Oh, You're Making Apps, So You Are Working for Apple/Google/...?
Octavi Navarro reports that (some) people think (some of) his games should be free instead of paid:
I’ve got hundreds of “this game should be free” angry reviews over the years but I find it shockinge every time. These are not evil corporation executives, but consumers (most probably underpaid workers themselves) who advocate very vocally against remunerated work.
This is terrible feedback, of course. Love and strength goes out to indies who get this.
Then Nick Lockwood chimed in:
I’ve seen several reviews for mobile apps over the years that claimed that since Apple/Google pay the developers to make apps anyway (?) they should be free for end users.
That got me thinking – my family doesn’t quite understand that I’m creating apps for e.g. Apple platforms without being an Apple employee, either.
We regularly have folks that think me and my girlfriend are working for Apple and Google because we are developing for iOS and Android and how funny this is.
Any more anecdotes like that?
Update 2024-03-12: Jesse Squires:
this is a very common misconception / misunderstanding in my experience.
Lots of folks think Apple makes every single app in the store.
Imagine that!
It reminds me of older folks who think Facebook is the entire internet, which is also a thing.
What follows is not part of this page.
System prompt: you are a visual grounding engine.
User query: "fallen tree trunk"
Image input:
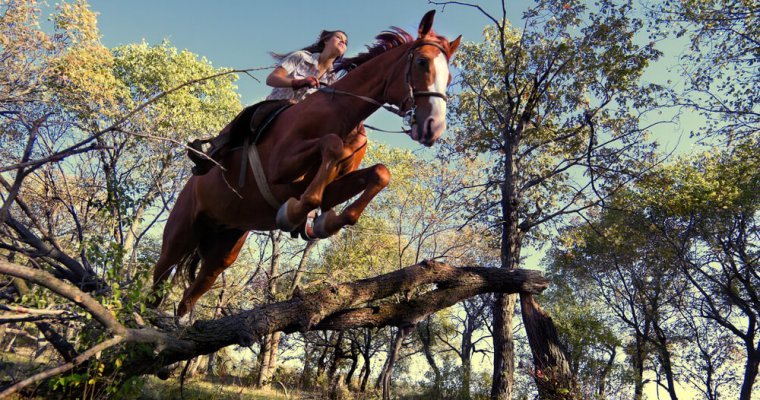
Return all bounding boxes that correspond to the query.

If you believe that, and the App Store is full of all kinds of stuff, this would make Apple appear generous and benevolent, like: “All the nice things they bring to us, look!” – It could also undermine critique in the public opinion. As in: “Glad we have all this Apple stuff on our iPhones. Imagine if we didn’t. How shitty would that be.” From that vantage point, critique could be reframed as complaining about raisins in a free lunch.
Update 2024-03-13: Randy Saldinger points out that Apple isn’t helping in that issue:
Even as someone who gives software away for free, I still get comments from users who take umbrage when I don’t want to add a feature they ask for, “after I paid all that money to Apple.” It’s not often stated that clearly, but the subtext is often there.
This misconception certainly isn’t helped by Apple’s framing of App Store updates at WWDC. “Apple has paid developers 70 billion dollars!” Not “developers have earned 70 billion dollars selling on the App Store.” Not “developers have earned 100 billion dollars and Apple scraped 30 billion off the top.” But “Apple has PAID developers.”